ダル打った!

 ソフトバンク打線が日本ハム・ダルビッシュ有投手(24)からいきなり2点を奪った。5日、日本ハムとの練習試合の初回、5番小久保裕紀内野手(39)が右前適時打を放つなど、4番松中から6番多村まで3連打。これまでの実戦で無失点だった球界のエースに、タカのベテラン勢が先制パンチを浴びせた。

 無我夢中。39歳のベテランは、無心でバットを振る。1回2死一、二塁。小久保は、149キロのワンシームに必死で食らいついた。少し差し込まれ、バットにヒビが入った。気合で右前へ運んだ。これまで無失点だったダルビッシュの実戦17イニング目に先制打を浴びせた。エースの勢いを止める執念の一打だった。

 小久保

 (ダルビッシュは)異次元だった。やっている時は必死。対戦して楽しいと思える相手。あんな球、なかなか見ることはできない。それくらいの投手。皆さんも打席に立ってみたいでしょう。

 3回にも143キロのワンシームを詰まりながらも、右前へ運んだ。昨季の対戦成績は19打数6安打で3割1分6厘と相性がいい。この日は3打数2安打。絶賛の言葉こそ並べたが、今年もまた、先制パンチを浴びせた。

 小久保

 相性がいいとは思っていない。たまたま。ああいうところ(初回)でしか点が入らない。ただただすごい投手だと思う。

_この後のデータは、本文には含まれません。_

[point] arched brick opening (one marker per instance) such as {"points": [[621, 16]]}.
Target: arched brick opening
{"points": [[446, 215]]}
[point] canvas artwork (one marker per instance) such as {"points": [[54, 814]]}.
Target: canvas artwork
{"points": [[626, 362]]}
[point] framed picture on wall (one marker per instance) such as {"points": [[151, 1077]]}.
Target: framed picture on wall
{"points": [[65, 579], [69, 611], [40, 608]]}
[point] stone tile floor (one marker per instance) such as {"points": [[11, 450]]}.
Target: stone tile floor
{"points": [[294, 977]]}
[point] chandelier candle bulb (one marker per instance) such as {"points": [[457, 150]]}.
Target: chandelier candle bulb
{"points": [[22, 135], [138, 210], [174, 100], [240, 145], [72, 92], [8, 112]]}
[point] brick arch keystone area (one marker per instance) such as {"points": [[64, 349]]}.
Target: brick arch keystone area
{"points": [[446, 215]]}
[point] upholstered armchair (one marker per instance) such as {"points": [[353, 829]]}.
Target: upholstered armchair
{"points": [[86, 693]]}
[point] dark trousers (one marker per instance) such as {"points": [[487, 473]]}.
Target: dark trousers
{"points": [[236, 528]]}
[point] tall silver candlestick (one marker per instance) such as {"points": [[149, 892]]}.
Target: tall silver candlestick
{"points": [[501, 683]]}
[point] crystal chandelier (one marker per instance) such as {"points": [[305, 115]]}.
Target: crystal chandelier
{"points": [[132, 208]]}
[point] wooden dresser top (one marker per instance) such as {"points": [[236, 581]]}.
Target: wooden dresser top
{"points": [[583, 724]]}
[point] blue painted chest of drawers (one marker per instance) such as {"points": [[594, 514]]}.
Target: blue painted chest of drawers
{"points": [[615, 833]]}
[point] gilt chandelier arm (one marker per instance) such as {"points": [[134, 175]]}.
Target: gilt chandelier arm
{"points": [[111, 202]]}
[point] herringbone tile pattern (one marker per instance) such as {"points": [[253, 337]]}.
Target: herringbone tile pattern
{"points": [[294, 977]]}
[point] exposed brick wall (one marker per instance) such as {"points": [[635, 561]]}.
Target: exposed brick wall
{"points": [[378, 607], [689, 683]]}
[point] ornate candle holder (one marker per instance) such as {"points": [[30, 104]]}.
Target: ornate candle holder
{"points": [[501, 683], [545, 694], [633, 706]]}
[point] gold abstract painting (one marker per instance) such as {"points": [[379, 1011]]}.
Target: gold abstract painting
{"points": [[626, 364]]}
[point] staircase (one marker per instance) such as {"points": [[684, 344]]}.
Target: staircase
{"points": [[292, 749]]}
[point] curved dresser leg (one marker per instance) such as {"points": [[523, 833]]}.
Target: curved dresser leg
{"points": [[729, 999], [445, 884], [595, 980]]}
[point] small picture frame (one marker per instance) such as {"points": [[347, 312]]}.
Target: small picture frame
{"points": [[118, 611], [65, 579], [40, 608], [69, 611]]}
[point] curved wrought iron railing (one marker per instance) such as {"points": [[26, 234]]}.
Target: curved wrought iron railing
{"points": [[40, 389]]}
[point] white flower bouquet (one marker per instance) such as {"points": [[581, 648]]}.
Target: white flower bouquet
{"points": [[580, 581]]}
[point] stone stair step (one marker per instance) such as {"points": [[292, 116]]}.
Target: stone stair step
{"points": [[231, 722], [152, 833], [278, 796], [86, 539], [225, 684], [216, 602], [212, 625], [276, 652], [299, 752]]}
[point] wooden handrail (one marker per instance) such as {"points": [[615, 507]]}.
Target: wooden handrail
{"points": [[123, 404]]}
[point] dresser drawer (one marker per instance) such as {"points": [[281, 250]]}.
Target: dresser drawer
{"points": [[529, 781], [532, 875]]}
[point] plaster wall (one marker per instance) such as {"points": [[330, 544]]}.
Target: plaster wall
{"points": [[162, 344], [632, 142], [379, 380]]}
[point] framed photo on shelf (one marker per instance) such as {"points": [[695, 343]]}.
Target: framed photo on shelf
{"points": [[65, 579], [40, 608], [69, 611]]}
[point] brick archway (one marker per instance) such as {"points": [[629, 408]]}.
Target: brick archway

 4番で起用された37歳松中も初回2死一塁で150キロの直球を中前に運んだ。6番の34歳多村も小久保に続き、中前へ適時打を放った。ベテラントリオの3連打で2点を奪い、ダルビッシュにタカ打線の底力を見せつけた。

 松中

 ナンバーワン投手の速い球を見ることができて楽しかった。

 多村

 進化していた。短期間であれだけ体を大きくしたことはすごい。

 ダルビッシュの150キロ近い変化球を攻略した。チーム全体に、無敵のエースとの勝負を楽しむ余裕もあった。小久保がベンチで2年目の今宮に「打席に立ちたいか」と聞くと「立ちたいです」と即答したという。「かすりもしないわ」と小久保は返したが、各選手の前向きな姿勢が主将として、うれしかった。

 秋山監督

 いい投手は大体、尻上がりに良くなってくる。不安定な立ち上がりにうまくとらえることができたね。

 指揮官も納得の速攻劇。好調のタカ打線が球界を代表するエースをたたき、最高の勢いをつけた。